Mirage -- for interactive or offline data analysis and visualization.
Mirage descends from Proximal, a software originally designed for interactive exploration and classification of large datasets produced in photonics simulations. It has since evolved into a research tool for experiments in algorithmic methods for pattern recognition. There are no built-in limitations, other than those determined by machine capacity, for dimensionality, number of entries, and types of measurements. Groups of related attributes that are on comparable scales can be defined as a feature vector. It is assumed that in a space of such feature vectors, a meaningful metric exists (Euclidean distance) for computing clusters.
In addition to the support for basic exploratory data analysis, special focus is made on studying correlation of multiple proximity structures computed from the same data. Two simple clustering methods (kmeans for partitional clustering, and complete-linkage agglomerative procedure for hierarchical clustering) are included to compute proximity structures. Clustering results from external algorithms can be imported provided that they are converted to the same format. The data format, command syntax, data operations, and exploration algorithms are still under development.
| -data myData.dat | start with a specific data file |
| -log myLog.txt | direct run time output to a specific file |
| -path myPath.txt | create temporary job directories under a specific path |
| -off | turn off all graphics and run the interpreter in command line mode |
| -cmd myScript | start with a specific command script |
Data format can be specified in 3 ways:
(1) by format statements stored in a separate format file
name.fmt that accompanies the data file name.dat;
(2) by format statements preceding all data lines
in the data file; or
(3) by using the default options when neither (1) nor (2) is in place.
Specifying data formats is essential if not all attributes are on
the same scale. A vector statement in a data format defines which
attributes are to be interpreted as a group. By default, any line
beginning with a "#" is skipped, i.e., assumed to be neither a format
nor a data line. Other skip strings can be used by loading the data
set with special options. See the Commands for details.
The default data format uses the first line of the data file to determines how many variables there are, and names each variable as X1, X2, ..., etc.
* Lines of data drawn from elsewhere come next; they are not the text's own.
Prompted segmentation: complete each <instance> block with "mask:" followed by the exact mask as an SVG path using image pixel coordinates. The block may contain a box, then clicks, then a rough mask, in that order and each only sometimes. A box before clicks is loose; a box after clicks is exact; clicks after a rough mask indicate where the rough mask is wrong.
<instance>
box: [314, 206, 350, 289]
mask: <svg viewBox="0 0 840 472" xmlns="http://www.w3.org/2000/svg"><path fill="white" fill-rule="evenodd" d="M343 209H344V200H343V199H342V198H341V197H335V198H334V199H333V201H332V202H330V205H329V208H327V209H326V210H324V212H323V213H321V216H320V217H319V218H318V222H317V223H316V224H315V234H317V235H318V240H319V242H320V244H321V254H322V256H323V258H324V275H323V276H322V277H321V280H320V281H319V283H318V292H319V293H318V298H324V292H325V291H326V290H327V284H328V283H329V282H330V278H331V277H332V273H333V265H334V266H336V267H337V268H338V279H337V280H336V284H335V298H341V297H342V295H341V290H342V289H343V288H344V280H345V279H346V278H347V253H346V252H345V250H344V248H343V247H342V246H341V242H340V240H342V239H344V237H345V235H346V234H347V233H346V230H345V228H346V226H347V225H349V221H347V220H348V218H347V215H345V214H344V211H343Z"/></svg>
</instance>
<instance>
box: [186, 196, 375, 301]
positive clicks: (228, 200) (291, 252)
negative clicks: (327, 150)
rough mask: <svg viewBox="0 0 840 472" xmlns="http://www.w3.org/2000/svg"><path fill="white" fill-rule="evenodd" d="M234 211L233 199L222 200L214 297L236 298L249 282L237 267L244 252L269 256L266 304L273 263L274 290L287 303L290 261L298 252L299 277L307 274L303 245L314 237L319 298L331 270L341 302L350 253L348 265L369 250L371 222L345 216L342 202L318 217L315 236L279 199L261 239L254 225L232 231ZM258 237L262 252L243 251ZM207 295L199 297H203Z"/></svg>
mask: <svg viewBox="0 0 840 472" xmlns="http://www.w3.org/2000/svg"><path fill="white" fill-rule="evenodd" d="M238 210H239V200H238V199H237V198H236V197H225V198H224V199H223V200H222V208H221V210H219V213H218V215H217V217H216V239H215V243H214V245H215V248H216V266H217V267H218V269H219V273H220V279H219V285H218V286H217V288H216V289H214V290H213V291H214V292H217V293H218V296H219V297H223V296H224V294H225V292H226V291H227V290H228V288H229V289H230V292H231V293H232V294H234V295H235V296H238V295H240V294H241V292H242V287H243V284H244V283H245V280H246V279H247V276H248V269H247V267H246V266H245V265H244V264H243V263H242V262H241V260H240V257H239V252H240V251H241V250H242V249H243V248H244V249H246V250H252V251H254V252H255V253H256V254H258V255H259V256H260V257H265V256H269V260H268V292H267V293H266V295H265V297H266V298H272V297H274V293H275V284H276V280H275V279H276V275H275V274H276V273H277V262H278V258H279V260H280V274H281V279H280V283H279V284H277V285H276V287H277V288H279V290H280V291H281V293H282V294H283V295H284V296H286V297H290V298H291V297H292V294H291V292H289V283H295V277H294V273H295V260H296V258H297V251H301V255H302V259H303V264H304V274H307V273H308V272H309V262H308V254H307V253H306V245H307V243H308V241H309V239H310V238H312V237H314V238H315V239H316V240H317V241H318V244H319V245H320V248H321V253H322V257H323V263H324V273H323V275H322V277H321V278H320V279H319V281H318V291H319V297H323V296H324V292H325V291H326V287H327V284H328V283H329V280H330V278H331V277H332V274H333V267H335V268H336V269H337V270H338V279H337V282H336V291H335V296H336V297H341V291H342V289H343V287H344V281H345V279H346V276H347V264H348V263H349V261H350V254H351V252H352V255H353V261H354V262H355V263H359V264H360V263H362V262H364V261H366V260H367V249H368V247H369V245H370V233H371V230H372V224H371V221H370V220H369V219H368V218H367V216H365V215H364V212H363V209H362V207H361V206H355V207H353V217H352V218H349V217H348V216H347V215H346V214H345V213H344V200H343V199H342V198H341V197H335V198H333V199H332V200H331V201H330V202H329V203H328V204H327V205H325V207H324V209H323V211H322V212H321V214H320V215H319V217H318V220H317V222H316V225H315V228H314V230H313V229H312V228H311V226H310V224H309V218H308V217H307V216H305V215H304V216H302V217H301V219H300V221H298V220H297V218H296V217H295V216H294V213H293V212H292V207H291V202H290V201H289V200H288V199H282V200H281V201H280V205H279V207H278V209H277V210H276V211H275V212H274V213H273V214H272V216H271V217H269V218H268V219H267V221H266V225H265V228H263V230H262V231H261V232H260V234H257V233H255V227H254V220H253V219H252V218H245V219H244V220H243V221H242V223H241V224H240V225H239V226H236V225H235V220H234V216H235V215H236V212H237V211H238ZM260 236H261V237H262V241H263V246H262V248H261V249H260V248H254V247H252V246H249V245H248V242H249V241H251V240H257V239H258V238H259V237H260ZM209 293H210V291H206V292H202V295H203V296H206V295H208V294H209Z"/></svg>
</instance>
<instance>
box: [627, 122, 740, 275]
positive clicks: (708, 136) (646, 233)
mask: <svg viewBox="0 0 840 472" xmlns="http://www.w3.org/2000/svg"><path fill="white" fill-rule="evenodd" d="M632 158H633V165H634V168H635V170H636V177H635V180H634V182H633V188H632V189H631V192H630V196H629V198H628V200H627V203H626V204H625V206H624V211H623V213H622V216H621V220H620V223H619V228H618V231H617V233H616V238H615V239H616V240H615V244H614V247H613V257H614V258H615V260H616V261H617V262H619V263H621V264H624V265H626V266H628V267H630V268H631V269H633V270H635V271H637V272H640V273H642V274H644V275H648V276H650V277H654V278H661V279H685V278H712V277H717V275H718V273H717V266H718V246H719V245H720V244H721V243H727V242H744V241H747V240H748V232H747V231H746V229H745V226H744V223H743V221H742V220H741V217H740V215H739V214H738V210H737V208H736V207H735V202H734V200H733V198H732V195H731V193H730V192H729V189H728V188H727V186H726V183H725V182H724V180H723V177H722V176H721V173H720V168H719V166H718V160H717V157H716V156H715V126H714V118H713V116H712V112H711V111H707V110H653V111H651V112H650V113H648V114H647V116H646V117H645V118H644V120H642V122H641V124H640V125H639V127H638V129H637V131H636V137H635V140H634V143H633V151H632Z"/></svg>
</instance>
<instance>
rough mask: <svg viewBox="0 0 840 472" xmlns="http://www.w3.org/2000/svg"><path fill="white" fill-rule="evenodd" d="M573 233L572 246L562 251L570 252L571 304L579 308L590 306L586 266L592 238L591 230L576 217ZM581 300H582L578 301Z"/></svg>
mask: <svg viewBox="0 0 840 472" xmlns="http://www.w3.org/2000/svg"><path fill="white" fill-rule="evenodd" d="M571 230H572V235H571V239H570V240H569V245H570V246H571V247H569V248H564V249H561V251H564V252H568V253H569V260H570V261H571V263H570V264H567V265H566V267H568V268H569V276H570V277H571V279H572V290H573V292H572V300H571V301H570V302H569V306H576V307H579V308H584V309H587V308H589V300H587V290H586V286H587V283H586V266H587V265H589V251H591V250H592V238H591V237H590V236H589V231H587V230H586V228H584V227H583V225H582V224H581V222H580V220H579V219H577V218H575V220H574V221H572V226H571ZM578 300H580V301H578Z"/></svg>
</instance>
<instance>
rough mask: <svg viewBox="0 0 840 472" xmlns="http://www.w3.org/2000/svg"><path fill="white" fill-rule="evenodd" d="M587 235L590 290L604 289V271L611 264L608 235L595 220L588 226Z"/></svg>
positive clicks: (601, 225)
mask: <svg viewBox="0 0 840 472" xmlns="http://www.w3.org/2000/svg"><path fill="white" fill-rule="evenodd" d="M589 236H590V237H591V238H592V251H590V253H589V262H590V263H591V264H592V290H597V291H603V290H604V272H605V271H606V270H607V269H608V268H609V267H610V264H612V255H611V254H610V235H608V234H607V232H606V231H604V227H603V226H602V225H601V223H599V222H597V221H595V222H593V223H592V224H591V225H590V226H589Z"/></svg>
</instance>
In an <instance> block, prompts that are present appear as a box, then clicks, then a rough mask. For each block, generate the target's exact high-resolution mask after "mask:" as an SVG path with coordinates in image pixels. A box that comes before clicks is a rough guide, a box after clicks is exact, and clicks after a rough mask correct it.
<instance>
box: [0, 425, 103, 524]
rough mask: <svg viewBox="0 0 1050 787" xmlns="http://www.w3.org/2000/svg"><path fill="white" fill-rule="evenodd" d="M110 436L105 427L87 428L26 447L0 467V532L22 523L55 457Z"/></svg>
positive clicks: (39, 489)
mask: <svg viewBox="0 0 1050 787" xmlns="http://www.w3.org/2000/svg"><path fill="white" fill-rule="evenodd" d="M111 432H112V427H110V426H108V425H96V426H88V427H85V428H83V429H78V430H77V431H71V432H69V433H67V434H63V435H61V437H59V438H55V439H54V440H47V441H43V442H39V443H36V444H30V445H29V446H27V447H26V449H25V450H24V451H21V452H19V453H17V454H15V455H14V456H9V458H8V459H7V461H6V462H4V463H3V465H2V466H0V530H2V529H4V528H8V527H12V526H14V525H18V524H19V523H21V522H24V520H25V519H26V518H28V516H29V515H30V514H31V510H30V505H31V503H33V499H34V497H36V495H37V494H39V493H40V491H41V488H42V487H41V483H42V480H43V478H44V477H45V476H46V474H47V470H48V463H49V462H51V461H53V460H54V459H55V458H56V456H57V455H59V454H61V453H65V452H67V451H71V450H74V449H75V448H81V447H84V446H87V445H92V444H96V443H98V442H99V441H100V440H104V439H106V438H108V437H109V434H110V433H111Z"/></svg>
There is no designated ID field, and the data entries will be identified with their sequential numbers in the input order.
| statement | meaning | defaults |
| format var v1 v2 ... | specifies the complete list of variable names; this line must precede all other format lines | X1 X2 ... |
| format id v1 | designates variable v1 to be the entry identifier | entries identified by serial number in input order |
| format text v2 | force variable v2 to be interpreted as a text field | a field is text only if not parsable as a number |
| format vec vecName v1 v2 ... | defines a feature vector "vecName" with variables v1, v2, ... etc. | no feature vectors defined |
| format extent vecName xlabel X xorig 8.0 xmin 8.5 xmax 22.5 ylabel Y yorig 0.0 ymin 0.0 ymax 100.0 | specify the labels of the x, y axes in a feature vector plot and the extents and origins. the x axis refers to the name of each component, and the y axis refers to the value of the component. this allows for better reading of the component values and some control of the scope of the display. | xlabel = "x"; xorig = 0.0; xmin = 0.0; xmax = 1.0; ylabel = "y"; yorig = 0.0; ymin = 0.0; ymax = 1.0; |
| format image myImage.jpg row varY col varX | bind the dataset to a JPEG image in an external file, using variables varY and varX to specify the coordinates of a data point in this image. varY and varX must be included in a previous "format var" statement | no image is bound to a data set |
| format pstruct fileName | read a partitional structure from a file. in Mirage, this file is produced by a "run kmeans" command | no such file is read |
| format hstruct fileName | read a hierarchical structure from a file. in Mirage, this file is produced by a "run hclus" command | no such file is read |
| format cstruct fileName | read a composite structure from a file. a composite structure is a concatenation of a partitional and a hierarchical structure. the hierarchical structure is built on top of the partitional cluster centers. in Mirage, this is produced by a "run phclus" command | no such file is read |
Please refer to the demo examples and the output of built-in clustering commands.